Puis en 2009, le rejet et la stigmatisation de ces collectifs. « La lutte c'est la grève ». Sous-entendu, ceux qui
manifestaient, occupaient un centre des Impôts ou un trottoir, ne luttaient pas. C'étaient même des jaunes puisqu'ils ne faisaient pas grève. Puis la CGT va participer à des manifestations,
occuper les marches de la Bastille, occuper le centre national de l'histoire de l'immigration de la Porte Dorée. Toutes formes de lutte qu'elle avait récusé quelques mois avant. Enfin elle va
faire son possible pour qu'il n'y ait pas de contacts entre grévistes et collectifs, même si certains Sans-papiers, individuellement, passaient, sans le dire, d'un groupe à l'autre. C'est la sono
couvrant la déclaration des marcheurs de Paris-Nice passant par la Bastille occupée. C'est l'expulsion manu militari du Collectif de Vitry venu en renfort, le jour de l'occupation des marches de
l'Opéra.
Quant à l'union élargie que propose la CGT, est-ce qu'elle se passera différemment qu'en 2009 et 2010 ? Y aura-t-il, dans les
délégations avec les ministères, des Sans-papiers (grévistes ou de collectifs) ? Y aura-t-il une démocratie qui n'a existé ni entre les 11, ni avec les grévistes, ni au sein de la CGT ? Rien ne
l'annonce. La seule chose qu'on a, c'est une plate-forme qui réclame des critères. Et si un mouvement se construit autour, il ne pourra que déboucher sur les mêmes désillusions pour les primo
arrivants, pour les travailleurs au noir et pour ceux qui ne peuvent avoir de Cerfa.

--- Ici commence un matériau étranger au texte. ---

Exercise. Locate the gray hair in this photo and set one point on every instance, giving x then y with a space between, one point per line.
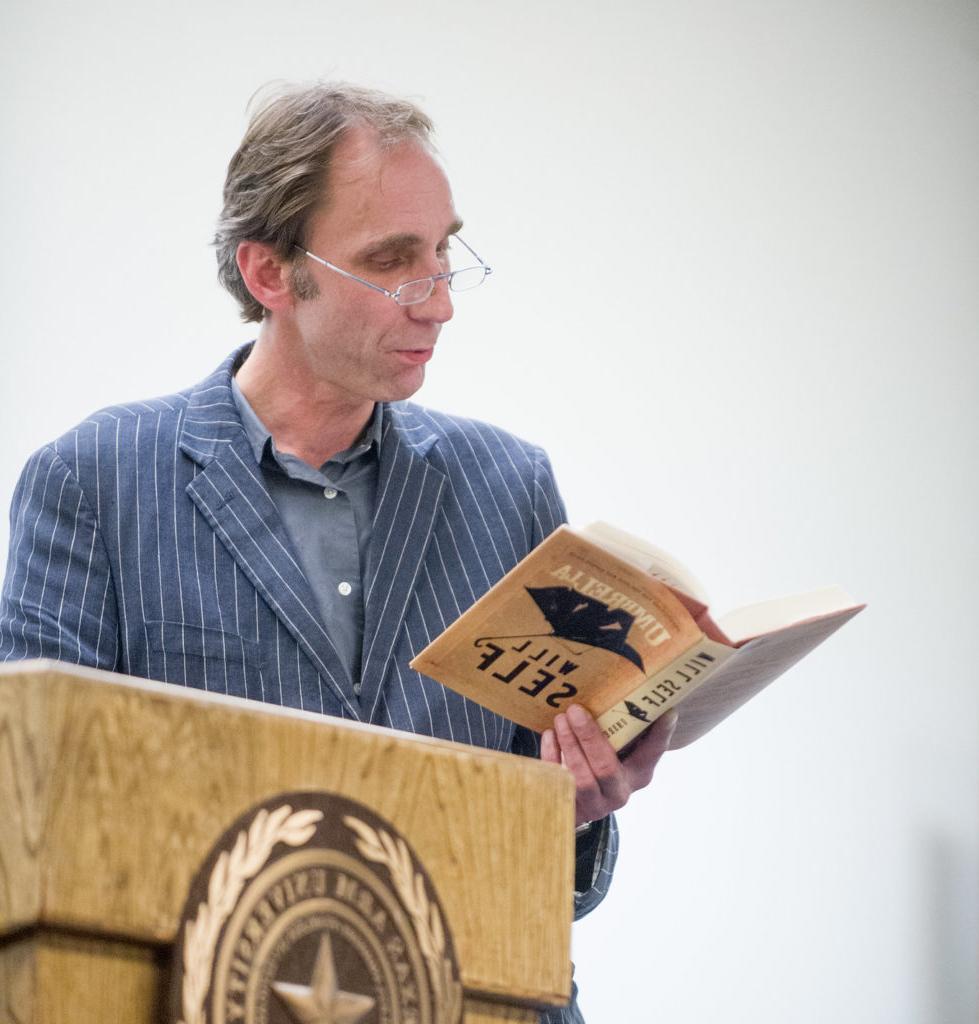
281 170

Négocier alors que les coups pleuvent ?
La fin de sa déclaration du 28 juin est limpide : la lutte est repoussée aux calendes grecques. Pour franchir « une étape
qualitativement nouvelle », nos dirigeants syndicaux annoncent : « Il est maintenant urgent d’ouvrir des négociations, que nous voulons saines et responsables….». Des négociations sereines ?

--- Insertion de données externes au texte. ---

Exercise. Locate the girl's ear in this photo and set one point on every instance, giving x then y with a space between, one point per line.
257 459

Pendant que les brigades de la PAF partiront à la chasse aux « clandestins » sur les chantiers ? Pendant que les refus d’asile et les OQTF continueront de pleuvoir ??? Il y a un enjeu vital à ce
que nos syndicats CGT, tout comme les collectifs de sans-papiers, rejettent ensemble le rouleau compresseur mis en place par le PS en accord avec nos directions syndicales pour nous faire avaler
la couleuvre du changement dans la continuité.